Burgers & Fries - Italian-Style

I love Italian food, and I thought, why not combine that with two of my other favorite things - burgers & fries? So that's how this twist on an American classic was created - it was so flavorful and a great change from the norm. I'll definitely be making these again soon...and don't tell the hubby I used baby spinach (my new favorite ingredient) instead of lettuce!


Italiano Burgers with Provolone & Sun Dried Tomatoes

3/4 lb ground round or sirloin
2 cloves garlic, minced
2 tbsp Parmesan cheese
1 tsp Worcestershire sauce
2 tbsp freshly chopped parsley
2 tbsp chopped sun dried tomatoes (softened)

Toppings - baby spinach leaves, chopped sun dried tomatoes, basil pesto mayo (1/4 cup light mayo mixed with 1/2 tbsp pesto), provolone cheese slices

Heat a grill over med-high heat. Mix all ingredients (except for the toppings) in a large bowl and form two large burgers. Grill about 8 minutes per side, or until desired. With a couple of minutes left, top with provolone, remove and add the remaining toppings.

Italiano Potato Wedges with Parmesan and Parsley

3 medium potatoes
1/2 tsp garlic powder
kosher salt & pepper to taste
1 tbsp EVOO
2 tbsp freshly chopped parsley
2 tbsp Parmesan cheese, shredded

Preheat the oven to 425. Cut potatoes in half, then slice again into wedges (I got 6 larger wedges from each potato).

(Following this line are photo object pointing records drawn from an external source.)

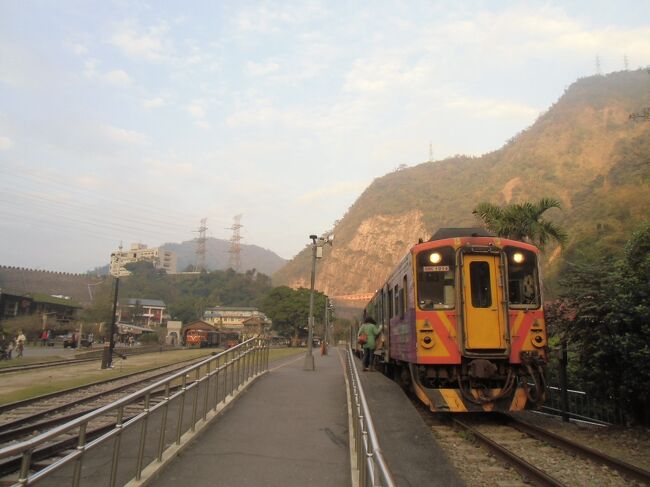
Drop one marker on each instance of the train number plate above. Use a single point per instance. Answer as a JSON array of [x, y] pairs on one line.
[[436, 268]]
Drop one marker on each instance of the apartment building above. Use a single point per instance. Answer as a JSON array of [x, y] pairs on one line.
[[160, 258]]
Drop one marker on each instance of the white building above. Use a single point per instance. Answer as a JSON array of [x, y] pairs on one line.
[[160, 258]]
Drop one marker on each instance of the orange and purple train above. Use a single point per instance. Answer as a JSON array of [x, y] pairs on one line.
[[463, 323]]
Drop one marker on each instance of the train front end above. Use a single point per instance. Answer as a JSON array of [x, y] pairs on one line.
[[478, 333]]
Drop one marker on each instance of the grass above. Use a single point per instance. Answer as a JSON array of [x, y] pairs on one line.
[[78, 375], [31, 360]]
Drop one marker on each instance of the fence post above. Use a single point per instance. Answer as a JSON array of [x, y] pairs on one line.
[[564, 394]]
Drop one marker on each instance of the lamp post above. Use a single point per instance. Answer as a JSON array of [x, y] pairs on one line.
[[316, 253], [107, 357]]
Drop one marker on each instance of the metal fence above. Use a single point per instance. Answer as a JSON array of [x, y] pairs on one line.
[[129, 440], [370, 462], [580, 406]]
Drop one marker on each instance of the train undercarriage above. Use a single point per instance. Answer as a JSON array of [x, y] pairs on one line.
[[475, 385]]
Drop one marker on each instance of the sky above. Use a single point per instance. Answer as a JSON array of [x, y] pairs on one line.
[[130, 121]]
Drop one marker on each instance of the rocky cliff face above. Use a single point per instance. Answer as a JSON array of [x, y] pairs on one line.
[[584, 151]]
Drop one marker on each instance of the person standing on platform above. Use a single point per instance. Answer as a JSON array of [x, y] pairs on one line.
[[366, 336], [20, 343]]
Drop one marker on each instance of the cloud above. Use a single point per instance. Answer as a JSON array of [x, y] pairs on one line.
[[79, 49], [123, 136], [262, 69], [338, 189], [87, 182], [117, 77], [149, 44], [492, 108], [5, 143], [197, 110], [264, 20], [150, 103]]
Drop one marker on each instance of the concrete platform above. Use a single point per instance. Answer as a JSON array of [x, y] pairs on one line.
[[414, 457], [290, 428]]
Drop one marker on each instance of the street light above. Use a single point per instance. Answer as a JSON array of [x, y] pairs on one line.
[[316, 253]]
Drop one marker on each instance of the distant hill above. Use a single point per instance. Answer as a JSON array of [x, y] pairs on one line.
[[217, 256], [584, 151]]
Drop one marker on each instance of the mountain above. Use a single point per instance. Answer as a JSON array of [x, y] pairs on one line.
[[584, 151], [217, 256]]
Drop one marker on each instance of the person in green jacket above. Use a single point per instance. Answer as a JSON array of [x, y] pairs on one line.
[[371, 331]]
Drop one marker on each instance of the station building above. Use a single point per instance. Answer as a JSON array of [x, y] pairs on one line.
[[160, 258]]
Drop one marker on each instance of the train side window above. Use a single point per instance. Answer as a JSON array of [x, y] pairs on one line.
[[396, 298], [479, 275], [523, 280], [436, 286], [402, 299]]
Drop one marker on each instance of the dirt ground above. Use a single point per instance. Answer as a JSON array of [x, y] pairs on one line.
[[22, 385], [16, 386]]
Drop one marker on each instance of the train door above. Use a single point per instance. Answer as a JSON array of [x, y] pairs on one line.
[[485, 321]]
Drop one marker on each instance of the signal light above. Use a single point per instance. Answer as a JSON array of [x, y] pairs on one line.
[[518, 257]]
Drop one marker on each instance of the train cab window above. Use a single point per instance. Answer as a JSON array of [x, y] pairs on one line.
[[436, 272], [396, 296], [402, 299], [523, 280], [479, 275]]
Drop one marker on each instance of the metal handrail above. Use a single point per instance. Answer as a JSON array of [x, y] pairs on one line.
[[371, 465], [250, 359]]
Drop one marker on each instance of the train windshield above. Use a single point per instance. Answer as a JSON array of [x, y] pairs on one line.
[[523, 280], [436, 278]]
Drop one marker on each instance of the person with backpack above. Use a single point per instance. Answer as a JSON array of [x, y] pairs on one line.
[[366, 337]]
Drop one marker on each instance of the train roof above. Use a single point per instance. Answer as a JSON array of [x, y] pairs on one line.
[[444, 233]]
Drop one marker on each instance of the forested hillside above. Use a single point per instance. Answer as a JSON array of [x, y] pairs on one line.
[[584, 151]]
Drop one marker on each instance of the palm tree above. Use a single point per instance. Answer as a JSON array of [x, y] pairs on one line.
[[522, 221]]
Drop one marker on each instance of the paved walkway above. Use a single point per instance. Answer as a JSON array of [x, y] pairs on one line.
[[289, 428]]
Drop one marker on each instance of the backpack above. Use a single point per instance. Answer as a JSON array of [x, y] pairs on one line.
[[363, 338]]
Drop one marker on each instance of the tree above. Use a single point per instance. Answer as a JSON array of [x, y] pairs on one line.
[[522, 221], [609, 325], [289, 309]]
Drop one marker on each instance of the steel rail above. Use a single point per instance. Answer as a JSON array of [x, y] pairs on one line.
[[254, 350], [541, 434], [11, 431], [42, 397], [96, 355], [528, 471], [371, 464]]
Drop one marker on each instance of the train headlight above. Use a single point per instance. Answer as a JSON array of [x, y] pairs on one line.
[[427, 341], [538, 341]]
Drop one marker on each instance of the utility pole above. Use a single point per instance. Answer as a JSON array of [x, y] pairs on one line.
[[316, 253], [235, 247], [323, 348], [200, 246], [107, 358]]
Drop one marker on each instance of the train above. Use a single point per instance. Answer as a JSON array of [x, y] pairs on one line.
[[204, 338], [463, 323]]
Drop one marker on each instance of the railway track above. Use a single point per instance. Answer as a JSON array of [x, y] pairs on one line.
[[24, 418], [541, 457], [96, 355]]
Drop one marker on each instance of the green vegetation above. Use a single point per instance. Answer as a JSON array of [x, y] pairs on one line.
[[289, 309], [186, 297], [522, 221], [604, 312], [584, 152]]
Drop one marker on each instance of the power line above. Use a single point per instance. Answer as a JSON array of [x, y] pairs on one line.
[[235, 247], [200, 246]]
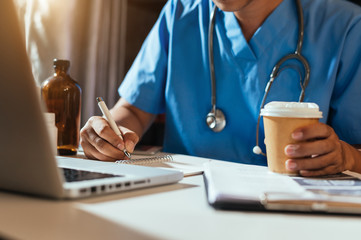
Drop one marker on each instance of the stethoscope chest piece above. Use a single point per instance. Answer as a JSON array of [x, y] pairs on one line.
[[216, 120]]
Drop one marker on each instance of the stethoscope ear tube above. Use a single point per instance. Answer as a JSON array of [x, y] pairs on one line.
[[215, 120], [277, 69]]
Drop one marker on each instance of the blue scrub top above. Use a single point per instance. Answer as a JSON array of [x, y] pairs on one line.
[[171, 73]]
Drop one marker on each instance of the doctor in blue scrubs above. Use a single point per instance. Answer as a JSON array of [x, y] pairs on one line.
[[171, 75]]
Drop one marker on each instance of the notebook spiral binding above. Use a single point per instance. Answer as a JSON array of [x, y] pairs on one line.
[[145, 161]]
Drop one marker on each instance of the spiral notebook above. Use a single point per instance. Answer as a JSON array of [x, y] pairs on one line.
[[189, 165], [156, 160]]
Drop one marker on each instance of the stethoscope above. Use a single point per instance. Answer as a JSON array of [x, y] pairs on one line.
[[216, 119]]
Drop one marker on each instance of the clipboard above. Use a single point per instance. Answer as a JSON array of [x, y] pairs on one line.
[[233, 186]]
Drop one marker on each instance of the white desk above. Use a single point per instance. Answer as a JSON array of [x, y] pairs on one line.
[[178, 211]]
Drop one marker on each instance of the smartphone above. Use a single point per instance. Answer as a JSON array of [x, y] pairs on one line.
[[147, 149]]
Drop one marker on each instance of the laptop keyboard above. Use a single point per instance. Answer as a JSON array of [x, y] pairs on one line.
[[74, 175]]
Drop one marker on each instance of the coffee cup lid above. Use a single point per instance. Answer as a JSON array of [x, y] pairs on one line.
[[291, 109]]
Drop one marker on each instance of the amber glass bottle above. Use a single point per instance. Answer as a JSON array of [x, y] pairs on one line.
[[62, 96]]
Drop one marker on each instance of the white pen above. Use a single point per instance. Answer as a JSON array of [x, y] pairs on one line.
[[103, 107]]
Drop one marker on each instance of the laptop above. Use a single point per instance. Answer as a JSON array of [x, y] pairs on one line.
[[27, 162]]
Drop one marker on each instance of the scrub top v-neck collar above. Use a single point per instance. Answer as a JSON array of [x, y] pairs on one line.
[[274, 26]]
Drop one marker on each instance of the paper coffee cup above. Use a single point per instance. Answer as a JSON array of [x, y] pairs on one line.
[[280, 120]]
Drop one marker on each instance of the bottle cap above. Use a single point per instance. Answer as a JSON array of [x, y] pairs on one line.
[[61, 63], [49, 118]]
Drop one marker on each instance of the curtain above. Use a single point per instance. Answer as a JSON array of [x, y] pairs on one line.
[[89, 33]]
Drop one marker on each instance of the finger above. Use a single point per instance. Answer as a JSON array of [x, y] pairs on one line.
[[103, 130], [313, 163], [320, 172], [104, 150], [313, 131], [305, 149], [130, 139], [93, 153]]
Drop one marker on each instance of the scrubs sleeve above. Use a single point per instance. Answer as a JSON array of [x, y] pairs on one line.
[[345, 106], [144, 84]]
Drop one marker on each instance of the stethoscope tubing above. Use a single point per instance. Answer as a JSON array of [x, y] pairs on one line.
[[275, 72]]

Add to a large bowl. In a small bowl, mix the remaining ingredients and add to potatoes and toss to coat. On a lightly sprayed baking sheet lined with foil, spread out potatoes and add to the oven.

Bake for about 40 minutes turning a couple of times. With about 3 minutes left, remove form oven, add cheese and parsley and bake for another couple of minutes till cheese melts.

4 comments:

Erin said...

This looks yummy!

Lisa said...

Sounds right up my alley! Love the twist on a classic.

Colleen said...

I love how you switched up the flavors here!

Cara said...

This sounds awesome! I love new burger recipes, just in time for grilling weather.